Mita's vision of buildings that know more about us than we know about ourselves is enabled by a fundamental re-think of how "smart" buildings should be constructed. In conventional smart homes, arrays of sensors and control systems are built into the walls – for example, sensors that detect whether or not anyone is in a room turn on and off lights or control the ambient temperature. The problem with systems like these is that they are obsolete as soon as they are embedded into a structure, and replacing them in the future could be costly or impossible.

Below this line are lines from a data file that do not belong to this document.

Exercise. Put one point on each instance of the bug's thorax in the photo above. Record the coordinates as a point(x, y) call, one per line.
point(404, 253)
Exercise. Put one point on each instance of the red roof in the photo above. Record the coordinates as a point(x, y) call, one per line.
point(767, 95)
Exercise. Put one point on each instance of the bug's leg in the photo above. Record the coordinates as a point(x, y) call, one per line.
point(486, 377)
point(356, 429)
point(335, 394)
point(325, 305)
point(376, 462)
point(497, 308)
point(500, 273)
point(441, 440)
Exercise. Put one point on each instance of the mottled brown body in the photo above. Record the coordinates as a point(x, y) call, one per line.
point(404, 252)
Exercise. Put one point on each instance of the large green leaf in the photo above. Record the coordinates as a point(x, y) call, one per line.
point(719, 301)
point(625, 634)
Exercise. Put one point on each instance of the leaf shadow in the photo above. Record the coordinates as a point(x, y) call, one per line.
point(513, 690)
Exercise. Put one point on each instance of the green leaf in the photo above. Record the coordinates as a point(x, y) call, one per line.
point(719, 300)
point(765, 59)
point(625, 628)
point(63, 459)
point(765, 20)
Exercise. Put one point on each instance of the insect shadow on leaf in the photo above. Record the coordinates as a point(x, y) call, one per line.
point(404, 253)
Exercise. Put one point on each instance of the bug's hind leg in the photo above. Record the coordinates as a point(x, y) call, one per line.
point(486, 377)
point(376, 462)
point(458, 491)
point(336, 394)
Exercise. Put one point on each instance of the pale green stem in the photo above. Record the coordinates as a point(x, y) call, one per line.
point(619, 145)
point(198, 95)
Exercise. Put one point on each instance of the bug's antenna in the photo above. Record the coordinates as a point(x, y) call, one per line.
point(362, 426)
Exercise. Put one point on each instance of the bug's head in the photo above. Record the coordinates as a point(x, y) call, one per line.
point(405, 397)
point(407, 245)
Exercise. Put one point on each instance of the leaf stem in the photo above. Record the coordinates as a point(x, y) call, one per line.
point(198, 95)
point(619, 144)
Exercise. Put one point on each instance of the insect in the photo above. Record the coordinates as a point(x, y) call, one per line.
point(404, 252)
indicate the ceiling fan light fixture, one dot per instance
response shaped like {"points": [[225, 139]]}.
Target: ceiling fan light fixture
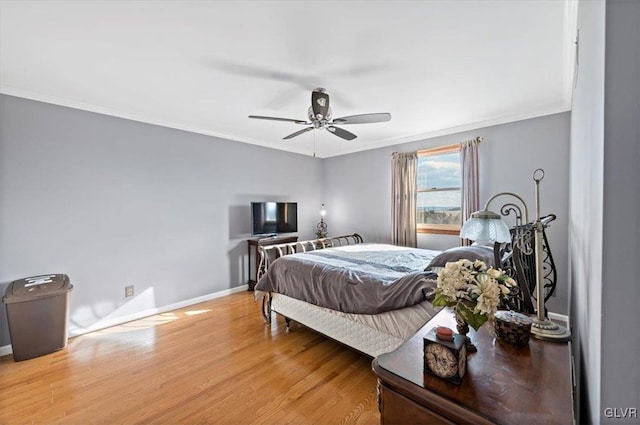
{"points": [[321, 116]]}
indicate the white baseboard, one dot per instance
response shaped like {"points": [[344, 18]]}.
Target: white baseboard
{"points": [[6, 349]]}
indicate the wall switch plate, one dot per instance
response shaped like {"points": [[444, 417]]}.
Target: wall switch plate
{"points": [[128, 291]]}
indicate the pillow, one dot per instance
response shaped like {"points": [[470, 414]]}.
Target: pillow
{"points": [[471, 253]]}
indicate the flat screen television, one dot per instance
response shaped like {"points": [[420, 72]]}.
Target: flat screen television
{"points": [[272, 218]]}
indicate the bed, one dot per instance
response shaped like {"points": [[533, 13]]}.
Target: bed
{"points": [[370, 297]]}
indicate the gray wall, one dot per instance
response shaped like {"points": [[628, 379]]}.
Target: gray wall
{"points": [[113, 202], [358, 186], [620, 379], [585, 225], [605, 200]]}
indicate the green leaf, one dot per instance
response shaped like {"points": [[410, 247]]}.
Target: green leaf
{"points": [[477, 320]]}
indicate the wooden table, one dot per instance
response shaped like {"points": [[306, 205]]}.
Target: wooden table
{"points": [[504, 383]]}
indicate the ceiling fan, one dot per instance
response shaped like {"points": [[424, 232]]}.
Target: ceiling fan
{"points": [[320, 116]]}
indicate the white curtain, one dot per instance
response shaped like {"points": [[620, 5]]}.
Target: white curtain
{"points": [[470, 179], [404, 194]]}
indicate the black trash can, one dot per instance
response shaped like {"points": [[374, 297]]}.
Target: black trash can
{"points": [[38, 314]]}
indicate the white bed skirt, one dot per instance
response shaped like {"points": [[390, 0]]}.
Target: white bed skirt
{"points": [[370, 334]]}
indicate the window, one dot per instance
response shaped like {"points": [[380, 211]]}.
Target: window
{"points": [[438, 207]]}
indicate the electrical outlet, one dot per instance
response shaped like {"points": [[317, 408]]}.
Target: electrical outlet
{"points": [[128, 291]]}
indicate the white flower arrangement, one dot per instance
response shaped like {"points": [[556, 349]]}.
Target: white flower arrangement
{"points": [[472, 291]]}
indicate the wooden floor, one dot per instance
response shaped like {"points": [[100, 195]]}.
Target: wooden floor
{"points": [[215, 362]]}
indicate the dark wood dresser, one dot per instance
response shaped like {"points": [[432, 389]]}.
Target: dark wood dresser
{"points": [[504, 383], [254, 255]]}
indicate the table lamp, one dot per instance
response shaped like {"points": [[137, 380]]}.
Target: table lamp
{"points": [[487, 226]]}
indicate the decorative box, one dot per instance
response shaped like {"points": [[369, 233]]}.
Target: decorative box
{"points": [[512, 327], [445, 356]]}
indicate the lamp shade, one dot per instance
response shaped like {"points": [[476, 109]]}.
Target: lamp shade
{"points": [[485, 226]]}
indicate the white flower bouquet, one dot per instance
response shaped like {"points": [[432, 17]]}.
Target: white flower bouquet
{"points": [[472, 290]]}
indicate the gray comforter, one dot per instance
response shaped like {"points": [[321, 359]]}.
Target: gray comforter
{"points": [[362, 279]]}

Mita's solution is to replace all those sensor networks with something like an iPhone on wheels. Early prototypes, called the "e-bio", are about as big as the Roomba robotic vacuum cleaners. They're equipped with a pair of bat-like ears that can determine the precise location of sounds. They also have an "eye" that sweeps a laser beam around the robot, allowing it build a complete, three-dimensional picture of its surroundings ten times a second.

Like our phones, these mobile, independent "e-bio" sensors can be upgraded with new technology as it becomes available, and are easily replaced if they fail. In other words, they're robust in all the ways that traditional home sensor networks aren't.

Another unconventional dimension of Mita's approach is his replacement of a whole variety of sensors with humans themselves. In contrast to a home automation system that strives to maintain a particular temperature set-point, Mita's team is concentrating on making his robots hyper-attuned to signals given off by the human beings in a building.

Take the body language or words we use to express the discomfort we feel with the temperature in a building. In cases like this, the attendant robots would communicate via a "hormonal" signal. In our body, hormones have the power to change how our entire nervous system operates, and over an extended period of time. When Mita’s fire off a hormonal signal, it’s more than a conventional communication – it’s like an override that changes how the entire network behaves. In the case of temperature, the network shifts into a state in which it prioritises the climate of a room. In this way, control over temperature, humidity, fans and whatever other climate control measures are present is automatic and invisible to the building’s occupants.

Smart swarms

The more of these robots we have in our homes, the more intelligent they could be. Picture a carpet of cockroach-like insectoid sensors on your living room floor but, hopefully, less creepy. Borrowing ideas from "swarm robotics" – the study of robots that make decisions in the same distributed way that ants and other insects do – Mita wants his robots to make consensus decisions about how to alter a building's environment.